Diversifying halo structures in two-component self-interacting dark matter models via mass segregation

Abstract

Self-interacting dark matter (SIDM), through gravothermal evolution driven by elastic self-scatterings, offers a compelling explanation for the observed diversity of inner halo densities. In this work, we investigate SIDM dynamics in a two-component dark matter model with mass ratios of order unity, motivated by an asymmetric dark matter framework that naturally evades constraints from relic abundance and mediator decay, while enabling strong, velocity-dependent self-interactions. We show that cross-component scatterings significantly enhance mass segregation, driving the formation of dense, core collapsed-like halos. This effect couples naturally to SIDM-induced diversity, introducing a new mechanism for generating structural variations beyond those arising from gravothermal evolution alone. Our results reveal a novel mechanism for reconciling SIDM with small-scale observational tensions by enabling shifts in central densities while preserving the flexibility to generate diverse halo structures.
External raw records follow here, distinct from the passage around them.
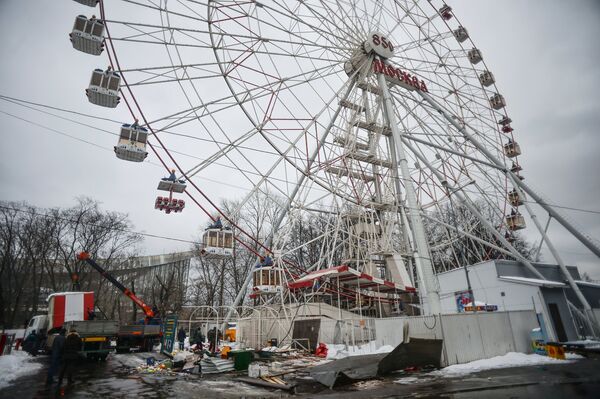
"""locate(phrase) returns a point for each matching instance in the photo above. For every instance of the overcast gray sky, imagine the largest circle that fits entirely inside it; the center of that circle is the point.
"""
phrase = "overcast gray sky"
(544, 54)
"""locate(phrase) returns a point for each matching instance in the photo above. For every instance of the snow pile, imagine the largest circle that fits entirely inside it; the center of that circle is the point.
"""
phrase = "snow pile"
(341, 351)
(16, 365)
(511, 359)
(587, 343)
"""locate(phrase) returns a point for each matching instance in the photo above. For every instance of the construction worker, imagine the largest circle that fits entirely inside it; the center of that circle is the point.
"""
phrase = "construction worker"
(58, 346)
(70, 356)
(181, 335)
(218, 224)
(267, 261)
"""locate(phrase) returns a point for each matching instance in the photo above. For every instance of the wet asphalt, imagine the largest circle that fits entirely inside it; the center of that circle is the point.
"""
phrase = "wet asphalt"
(118, 378)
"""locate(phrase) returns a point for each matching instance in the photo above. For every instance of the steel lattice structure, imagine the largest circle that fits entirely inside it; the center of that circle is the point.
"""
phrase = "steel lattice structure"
(372, 117)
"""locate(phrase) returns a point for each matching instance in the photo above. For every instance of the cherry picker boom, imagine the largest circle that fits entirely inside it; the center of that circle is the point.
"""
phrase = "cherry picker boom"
(143, 336)
(85, 256)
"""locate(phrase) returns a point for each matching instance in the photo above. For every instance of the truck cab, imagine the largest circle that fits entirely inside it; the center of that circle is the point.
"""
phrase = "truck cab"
(39, 324)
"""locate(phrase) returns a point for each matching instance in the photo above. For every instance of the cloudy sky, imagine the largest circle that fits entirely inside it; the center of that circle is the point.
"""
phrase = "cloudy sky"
(544, 55)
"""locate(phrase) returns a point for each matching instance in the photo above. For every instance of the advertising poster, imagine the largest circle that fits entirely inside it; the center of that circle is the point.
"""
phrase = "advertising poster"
(169, 330)
(462, 299)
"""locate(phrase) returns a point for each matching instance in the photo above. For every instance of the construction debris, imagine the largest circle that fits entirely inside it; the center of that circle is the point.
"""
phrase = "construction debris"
(415, 353)
(267, 382)
(213, 365)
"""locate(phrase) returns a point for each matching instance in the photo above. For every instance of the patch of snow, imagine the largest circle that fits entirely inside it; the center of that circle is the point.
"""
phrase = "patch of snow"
(16, 365)
(511, 359)
(588, 343)
(407, 380)
(341, 351)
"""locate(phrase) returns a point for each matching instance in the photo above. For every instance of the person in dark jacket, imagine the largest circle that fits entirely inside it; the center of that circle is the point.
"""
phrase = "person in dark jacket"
(70, 356)
(58, 346)
(199, 338)
(181, 337)
(31, 343)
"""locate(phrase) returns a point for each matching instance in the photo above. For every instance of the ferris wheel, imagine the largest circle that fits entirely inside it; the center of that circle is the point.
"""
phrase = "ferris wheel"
(369, 119)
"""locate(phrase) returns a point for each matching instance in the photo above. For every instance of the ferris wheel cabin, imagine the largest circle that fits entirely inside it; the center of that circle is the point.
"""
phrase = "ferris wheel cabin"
(87, 35)
(516, 221)
(512, 149)
(514, 198)
(461, 34)
(217, 243)
(132, 143)
(474, 56)
(497, 101)
(487, 78)
(169, 205)
(267, 280)
(89, 3)
(104, 88)
(446, 12)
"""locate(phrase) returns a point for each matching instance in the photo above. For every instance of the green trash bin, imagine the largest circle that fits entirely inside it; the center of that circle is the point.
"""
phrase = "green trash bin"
(241, 359)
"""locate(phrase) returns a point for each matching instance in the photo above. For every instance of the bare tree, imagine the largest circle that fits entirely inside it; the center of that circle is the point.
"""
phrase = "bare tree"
(38, 248)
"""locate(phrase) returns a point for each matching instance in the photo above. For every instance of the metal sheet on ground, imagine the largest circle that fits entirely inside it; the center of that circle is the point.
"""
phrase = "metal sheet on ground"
(416, 353)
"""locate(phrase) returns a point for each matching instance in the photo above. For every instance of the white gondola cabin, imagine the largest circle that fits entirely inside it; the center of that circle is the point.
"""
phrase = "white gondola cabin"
(88, 35)
(515, 221)
(461, 34)
(474, 56)
(446, 12)
(267, 280)
(497, 101)
(169, 205)
(132, 143)
(505, 121)
(487, 78)
(90, 3)
(514, 198)
(217, 243)
(104, 88)
(512, 149)
(516, 168)
(177, 186)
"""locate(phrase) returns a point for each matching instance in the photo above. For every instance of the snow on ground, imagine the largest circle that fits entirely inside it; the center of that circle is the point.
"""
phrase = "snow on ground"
(341, 351)
(15, 365)
(511, 359)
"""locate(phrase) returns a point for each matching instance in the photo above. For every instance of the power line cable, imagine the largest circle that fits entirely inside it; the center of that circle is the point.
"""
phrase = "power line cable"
(45, 215)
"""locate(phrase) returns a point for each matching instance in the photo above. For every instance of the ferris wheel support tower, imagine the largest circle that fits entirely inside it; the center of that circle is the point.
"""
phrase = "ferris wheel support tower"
(421, 250)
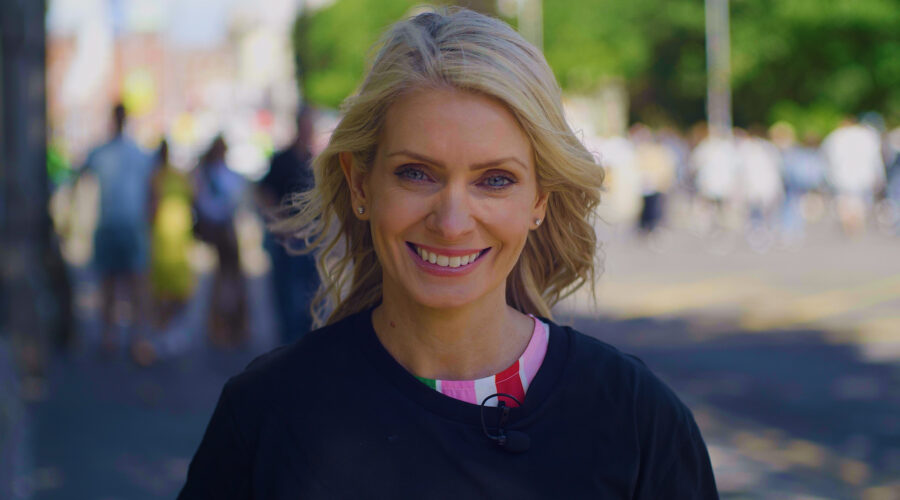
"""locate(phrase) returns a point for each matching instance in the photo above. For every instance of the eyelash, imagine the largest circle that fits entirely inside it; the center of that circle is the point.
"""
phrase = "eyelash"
(407, 172)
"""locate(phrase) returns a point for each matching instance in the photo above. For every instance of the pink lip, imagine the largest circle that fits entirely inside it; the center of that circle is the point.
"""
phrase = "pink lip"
(437, 270)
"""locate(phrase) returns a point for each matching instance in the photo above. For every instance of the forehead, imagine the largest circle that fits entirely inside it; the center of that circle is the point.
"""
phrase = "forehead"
(454, 126)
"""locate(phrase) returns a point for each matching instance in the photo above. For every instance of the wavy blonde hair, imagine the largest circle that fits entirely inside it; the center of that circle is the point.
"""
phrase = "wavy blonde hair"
(460, 49)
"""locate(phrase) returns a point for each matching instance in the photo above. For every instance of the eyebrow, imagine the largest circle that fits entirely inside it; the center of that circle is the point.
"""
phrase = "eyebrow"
(475, 166)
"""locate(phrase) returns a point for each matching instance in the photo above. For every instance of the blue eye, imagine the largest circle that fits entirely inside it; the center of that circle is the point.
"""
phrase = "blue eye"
(411, 173)
(497, 181)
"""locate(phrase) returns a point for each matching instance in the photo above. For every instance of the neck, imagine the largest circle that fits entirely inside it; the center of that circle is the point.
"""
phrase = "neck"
(464, 343)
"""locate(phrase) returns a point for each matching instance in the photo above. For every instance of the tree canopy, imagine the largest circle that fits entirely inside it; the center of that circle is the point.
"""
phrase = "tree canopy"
(806, 61)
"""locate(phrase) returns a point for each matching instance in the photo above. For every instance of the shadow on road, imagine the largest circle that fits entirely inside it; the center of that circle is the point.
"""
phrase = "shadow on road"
(785, 412)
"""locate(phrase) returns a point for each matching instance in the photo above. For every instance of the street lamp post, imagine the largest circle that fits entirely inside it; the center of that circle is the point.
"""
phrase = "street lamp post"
(718, 68)
(531, 21)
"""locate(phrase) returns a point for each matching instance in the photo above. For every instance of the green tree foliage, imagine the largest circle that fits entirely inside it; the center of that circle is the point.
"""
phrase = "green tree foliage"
(805, 61)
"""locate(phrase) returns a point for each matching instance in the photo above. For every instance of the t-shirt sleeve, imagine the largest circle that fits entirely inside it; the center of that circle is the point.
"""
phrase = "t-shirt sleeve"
(221, 467)
(674, 460)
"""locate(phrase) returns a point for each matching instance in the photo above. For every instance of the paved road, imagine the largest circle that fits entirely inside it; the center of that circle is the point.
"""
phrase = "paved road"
(795, 398)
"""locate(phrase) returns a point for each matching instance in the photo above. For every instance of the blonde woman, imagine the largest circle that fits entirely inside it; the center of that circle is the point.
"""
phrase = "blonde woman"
(449, 216)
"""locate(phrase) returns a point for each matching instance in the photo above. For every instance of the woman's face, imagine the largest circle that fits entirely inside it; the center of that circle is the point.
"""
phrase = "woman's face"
(450, 198)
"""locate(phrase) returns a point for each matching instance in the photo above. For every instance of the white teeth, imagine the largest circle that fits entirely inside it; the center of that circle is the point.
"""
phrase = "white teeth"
(445, 260)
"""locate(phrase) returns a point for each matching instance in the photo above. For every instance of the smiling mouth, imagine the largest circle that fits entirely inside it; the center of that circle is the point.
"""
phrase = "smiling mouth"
(441, 260)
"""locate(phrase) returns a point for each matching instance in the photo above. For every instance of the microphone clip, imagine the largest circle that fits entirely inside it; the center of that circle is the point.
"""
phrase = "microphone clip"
(511, 441)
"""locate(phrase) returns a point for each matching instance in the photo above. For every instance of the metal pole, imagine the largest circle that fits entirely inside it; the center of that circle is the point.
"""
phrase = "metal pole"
(531, 21)
(718, 68)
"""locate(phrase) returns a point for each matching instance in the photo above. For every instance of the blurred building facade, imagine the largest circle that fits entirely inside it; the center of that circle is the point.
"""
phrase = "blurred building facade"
(187, 70)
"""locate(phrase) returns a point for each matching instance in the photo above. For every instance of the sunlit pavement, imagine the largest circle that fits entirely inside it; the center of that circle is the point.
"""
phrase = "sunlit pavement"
(788, 359)
(109, 429)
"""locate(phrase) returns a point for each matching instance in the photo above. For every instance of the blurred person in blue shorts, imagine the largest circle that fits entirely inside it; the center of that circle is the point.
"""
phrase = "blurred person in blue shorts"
(121, 238)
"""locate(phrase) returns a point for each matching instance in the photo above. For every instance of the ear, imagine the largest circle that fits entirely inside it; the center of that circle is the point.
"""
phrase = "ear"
(540, 208)
(356, 183)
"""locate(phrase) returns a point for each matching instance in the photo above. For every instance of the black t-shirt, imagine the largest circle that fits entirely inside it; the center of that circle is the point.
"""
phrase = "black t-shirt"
(335, 416)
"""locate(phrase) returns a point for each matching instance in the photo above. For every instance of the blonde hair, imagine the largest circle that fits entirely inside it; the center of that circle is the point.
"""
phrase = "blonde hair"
(460, 49)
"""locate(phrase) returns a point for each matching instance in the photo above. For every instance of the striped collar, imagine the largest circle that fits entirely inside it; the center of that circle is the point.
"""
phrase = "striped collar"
(514, 380)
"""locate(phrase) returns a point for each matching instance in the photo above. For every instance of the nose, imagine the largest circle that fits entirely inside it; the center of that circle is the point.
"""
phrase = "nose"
(451, 215)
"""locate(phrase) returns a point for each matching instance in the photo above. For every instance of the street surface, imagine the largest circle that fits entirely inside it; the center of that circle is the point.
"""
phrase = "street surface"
(788, 358)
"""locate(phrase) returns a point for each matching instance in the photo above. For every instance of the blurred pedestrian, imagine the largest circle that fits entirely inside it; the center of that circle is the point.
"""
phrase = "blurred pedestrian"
(171, 277)
(294, 276)
(656, 165)
(715, 165)
(803, 174)
(855, 171)
(218, 194)
(760, 186)
(122, 171)
(892, 193)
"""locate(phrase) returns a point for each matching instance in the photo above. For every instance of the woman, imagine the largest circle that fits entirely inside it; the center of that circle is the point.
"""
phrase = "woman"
(460, 197)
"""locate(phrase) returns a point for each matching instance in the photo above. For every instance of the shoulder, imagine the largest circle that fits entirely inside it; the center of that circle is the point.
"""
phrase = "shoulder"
(625, 380)
(293, 365)
(674, 462)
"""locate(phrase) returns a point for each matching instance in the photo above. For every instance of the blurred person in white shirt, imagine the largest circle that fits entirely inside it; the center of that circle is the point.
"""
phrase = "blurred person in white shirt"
(855, 171)
(760, 183)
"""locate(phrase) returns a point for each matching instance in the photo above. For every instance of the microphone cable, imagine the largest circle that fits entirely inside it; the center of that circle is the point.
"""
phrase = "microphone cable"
(510, 440)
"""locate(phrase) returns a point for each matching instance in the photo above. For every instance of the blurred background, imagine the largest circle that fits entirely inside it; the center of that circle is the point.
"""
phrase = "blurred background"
(751, 223)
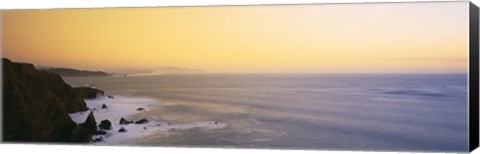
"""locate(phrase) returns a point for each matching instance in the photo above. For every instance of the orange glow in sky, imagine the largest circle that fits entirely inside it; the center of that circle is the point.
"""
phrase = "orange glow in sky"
(328, 38)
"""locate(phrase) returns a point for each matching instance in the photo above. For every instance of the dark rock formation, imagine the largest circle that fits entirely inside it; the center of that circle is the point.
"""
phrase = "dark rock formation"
(124, 122)
(88, 92)
(36, 105)
(142, 121)
(122, 130)
(100, 132)
(105, 124)
(100, 139)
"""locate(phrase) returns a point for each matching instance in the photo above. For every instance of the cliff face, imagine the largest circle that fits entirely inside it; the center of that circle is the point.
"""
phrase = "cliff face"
(36, 105)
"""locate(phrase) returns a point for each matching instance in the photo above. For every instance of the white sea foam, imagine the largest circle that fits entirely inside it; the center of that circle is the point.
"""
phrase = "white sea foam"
(120, 106)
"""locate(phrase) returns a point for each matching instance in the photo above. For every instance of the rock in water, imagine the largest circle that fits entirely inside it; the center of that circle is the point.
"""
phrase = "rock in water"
(100, 132)
(124, 122)
(143, 121)
(88, 92)
(122, 130)
(36, 106)
(90, 124)
(105, 124)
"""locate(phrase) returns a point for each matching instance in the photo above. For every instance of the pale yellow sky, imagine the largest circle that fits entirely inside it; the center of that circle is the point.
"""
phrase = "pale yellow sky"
(328, 38)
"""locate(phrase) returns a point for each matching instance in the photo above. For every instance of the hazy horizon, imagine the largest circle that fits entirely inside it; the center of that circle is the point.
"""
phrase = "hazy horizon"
(371, 38)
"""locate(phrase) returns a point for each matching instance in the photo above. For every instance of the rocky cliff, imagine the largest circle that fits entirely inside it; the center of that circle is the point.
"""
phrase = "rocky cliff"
(36, 106)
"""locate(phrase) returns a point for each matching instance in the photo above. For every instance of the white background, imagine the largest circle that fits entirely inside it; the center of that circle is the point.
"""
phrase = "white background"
(73, 149)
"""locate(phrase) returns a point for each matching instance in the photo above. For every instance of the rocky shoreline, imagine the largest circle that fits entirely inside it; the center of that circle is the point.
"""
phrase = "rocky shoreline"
(39, 106)
(36, 105)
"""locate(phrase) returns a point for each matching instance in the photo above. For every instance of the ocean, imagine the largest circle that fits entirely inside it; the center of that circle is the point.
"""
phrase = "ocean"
(374, 112)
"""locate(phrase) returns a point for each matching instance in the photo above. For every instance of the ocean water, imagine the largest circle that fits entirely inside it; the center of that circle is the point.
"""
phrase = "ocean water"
(302, 111)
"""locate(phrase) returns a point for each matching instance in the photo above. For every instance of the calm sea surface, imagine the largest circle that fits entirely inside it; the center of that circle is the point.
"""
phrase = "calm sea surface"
(304, 111)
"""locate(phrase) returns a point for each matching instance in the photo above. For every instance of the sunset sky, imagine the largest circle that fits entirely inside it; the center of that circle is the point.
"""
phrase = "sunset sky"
(328, 38)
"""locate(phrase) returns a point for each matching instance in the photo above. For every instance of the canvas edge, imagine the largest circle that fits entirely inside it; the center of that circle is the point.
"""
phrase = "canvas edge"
(473, 77)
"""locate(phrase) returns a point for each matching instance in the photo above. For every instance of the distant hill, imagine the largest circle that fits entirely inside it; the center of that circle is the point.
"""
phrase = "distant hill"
(73, 72)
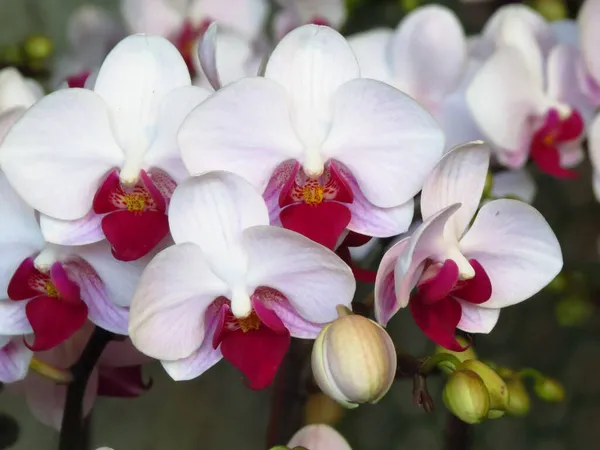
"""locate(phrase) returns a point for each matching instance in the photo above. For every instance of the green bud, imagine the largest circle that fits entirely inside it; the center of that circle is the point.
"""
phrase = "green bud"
(519, 403)
(466, 397)
(499, 396)
(549, 389)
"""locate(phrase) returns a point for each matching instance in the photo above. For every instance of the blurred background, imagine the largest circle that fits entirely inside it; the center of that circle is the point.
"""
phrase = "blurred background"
(557, 332)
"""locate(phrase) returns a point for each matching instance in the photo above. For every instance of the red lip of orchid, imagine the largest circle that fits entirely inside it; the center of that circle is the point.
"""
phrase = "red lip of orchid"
(52, 295)
(136, 219)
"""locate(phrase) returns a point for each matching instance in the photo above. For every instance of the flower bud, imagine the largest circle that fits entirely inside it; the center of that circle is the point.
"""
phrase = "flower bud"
(499, 396)
(549, 389)
(354, 361)
(466, 397)
(519, 402)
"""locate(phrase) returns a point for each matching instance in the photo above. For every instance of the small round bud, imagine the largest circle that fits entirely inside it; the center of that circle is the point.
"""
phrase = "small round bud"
(354, 361)
(519, 402)
(549, 389)
(499, 396)
(466, 397)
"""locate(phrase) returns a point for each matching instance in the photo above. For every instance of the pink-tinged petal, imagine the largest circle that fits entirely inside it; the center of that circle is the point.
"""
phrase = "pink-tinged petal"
(175, 107)
(312, 62)
(173, 294)
(14, 360)
(64, 144)
(294, 322)
(319, 437)
(227, 132)
(371, 49)
(517, 248)
(86, 230)
(256, 353)
(514, 183)
(323, 223)
(206, 356)
(385, 293)
(590, 36)
(54, 321)
(502, 98)
(159, 17)
(122, 382)
(458, 178)
(429, 53)
(133, 81)
(385, 139)
(46, 399)
(211, 211)
(133, 235)
(313, 278)
(475, 319)
(438, 321)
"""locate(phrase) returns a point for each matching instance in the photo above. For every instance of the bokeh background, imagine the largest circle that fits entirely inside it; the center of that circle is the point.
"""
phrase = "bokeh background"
(557, 332)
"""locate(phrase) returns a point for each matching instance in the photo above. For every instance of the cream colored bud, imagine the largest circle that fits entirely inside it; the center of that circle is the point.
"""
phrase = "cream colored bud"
(499, 395)
(466, 397)
(354, 361)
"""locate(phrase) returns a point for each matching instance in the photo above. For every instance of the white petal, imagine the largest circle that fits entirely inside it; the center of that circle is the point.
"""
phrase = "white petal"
(476, 319)
(212, 211)
(429, 54)
(228, 132)
(502, 98)
(515, 183)
(312, 62)
(56, 155)
(86, 230)
(13, 320)
(372, 52)
(133, 80)
(20, 236)
(160, 17)
(175, 107)
(516, 247)
(387, 141)
(167, 311)
(458, 178)
(313, 278)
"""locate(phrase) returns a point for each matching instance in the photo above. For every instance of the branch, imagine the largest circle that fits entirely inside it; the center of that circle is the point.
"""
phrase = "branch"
(71, 432)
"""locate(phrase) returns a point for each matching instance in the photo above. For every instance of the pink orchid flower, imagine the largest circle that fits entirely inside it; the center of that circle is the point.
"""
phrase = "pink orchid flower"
(295, 13)
(319, 437)
(425, 57)
(328, 149)
(526, 99)
(57, 288)
(104, 162)
(464, 274)
(46, 398)
(183, 22)
(232, 286)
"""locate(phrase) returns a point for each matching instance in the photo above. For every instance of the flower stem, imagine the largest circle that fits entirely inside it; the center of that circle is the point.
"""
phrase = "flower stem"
(71, 433)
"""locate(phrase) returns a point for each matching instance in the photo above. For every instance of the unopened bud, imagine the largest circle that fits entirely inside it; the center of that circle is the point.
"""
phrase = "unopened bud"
(466, 397)
(549, 389)
(354, 361)
(519, 402)
(499, 396)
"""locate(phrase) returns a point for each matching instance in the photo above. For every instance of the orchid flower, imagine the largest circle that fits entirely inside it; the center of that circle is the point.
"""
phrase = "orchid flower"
(295, 13)
(185, 21)
(328, 149)
(464, 274)
(105, 162)
(232, 286)
(319, 437)
(46, 398)
(52, 290)
(529, 106)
We further highlight that halo structural diversity may serve as a diagnostic of dark sector composition, opening a new observational window into the particle nature of SIDM.

Figures (4)

• Figure 1: Projected dark matter densities of MW analogs in the two-component SIDM2c simulation. Densities of the heavier (blue-to-white) and lighter (red-to-white) species are shown, with brighter regions indicating higher densities. The inset shows viscosity cross sections Tulin:2013teo for the $\chi_H-\chi_H$ (red), $\chi_L-\chi_L$ (orange), and $\chi_H-\chi_L$ (magenta) interactions in the SIDM2c simulation. For comparison, the $\chi_0-\chi_0$ (blue) interaction in the one-component case is shown as a dashed curve. All channels assume the same mediator mass and coupling. Model parameters for these interactions can be derived by fixing $\sigma_0/m = 147.1~\rm cm^2/g$ and $w = 24.33~\rm km/s$ in the $\chi_0\text{--}\chi_0$ case; see Supplemental Material for details.
• Figure 2: Halo density profiles of MW subhalos of $M_{\rm vir}>5\times 10^8~\rm M_{\odot}/h$ in simulated models. The main panels show CDM1c (green) and SIDM1c (orange) on the left panel, SIDM2c (red) and SIDMx (magenta) on the middle and right panels, respectively. The CDM2c (blue) is shown in all panels for comparison. The smaller sub-panels display the fractional number density of the lighter species, $n_L/(n_H+n_L)$. While the CDM2c case closely resembles the CDM1c scenario, with only slightly shallower inner regions, SIDM significantly redistributes the lighter species to larger radii, leading to denser inner regions dominated by the heavier species. In the SIDM2c case, self-interactions among the heavier species introduce both core and cusp profiles.
• Figure 3: Extrapolated inner halo density, $\rho_{\rm in}=\rho(r=150{\ \rm pc})$, vs fractional number density, $f_L(<0.2 R_{\rm vir})$, for MW subhalos of $M_{\rm vir}>5\times 10^8~\rm M_{\odot}/h$ in two-component simulations SIDM2c (red), SIDMx (magenta), and CDM2c (blue). For comparison, the $\rho_{\rm in}$ of observed MW satellites, derived from Ref. kaplinghat:2019svz under the assumptions of NFW (gray) and isothermal (brown) profiles, are shown as tick marks along the y-axis, with their Gaussian fits overlaid to highlight the probability distributions. The size of the points is proportional to the virial radius of the corresponding halos.
• Figure 4: The parametric model fitting results (solid black) for the density profiles of MW subhalos with $M_{\rm vir}>5 \times 10^8~\rm M_{\odot}/h$ in CDM2c (left), SIDM2c (middle), and SIDMx (right) simulations. The relative differences between the simulated (Sim) and fitted (Fit) curves are measured as $2\rm (Fit-Sim)/(Fit+Sim)$ and shown in the sub-panels. Compared with the profiles in the main article, more bins are used here to improve the fit. The fitted curves are used to obtain the $\rho_{\rm in}=\rho(r=150{\ \rm pc})$, as referenced in the main text.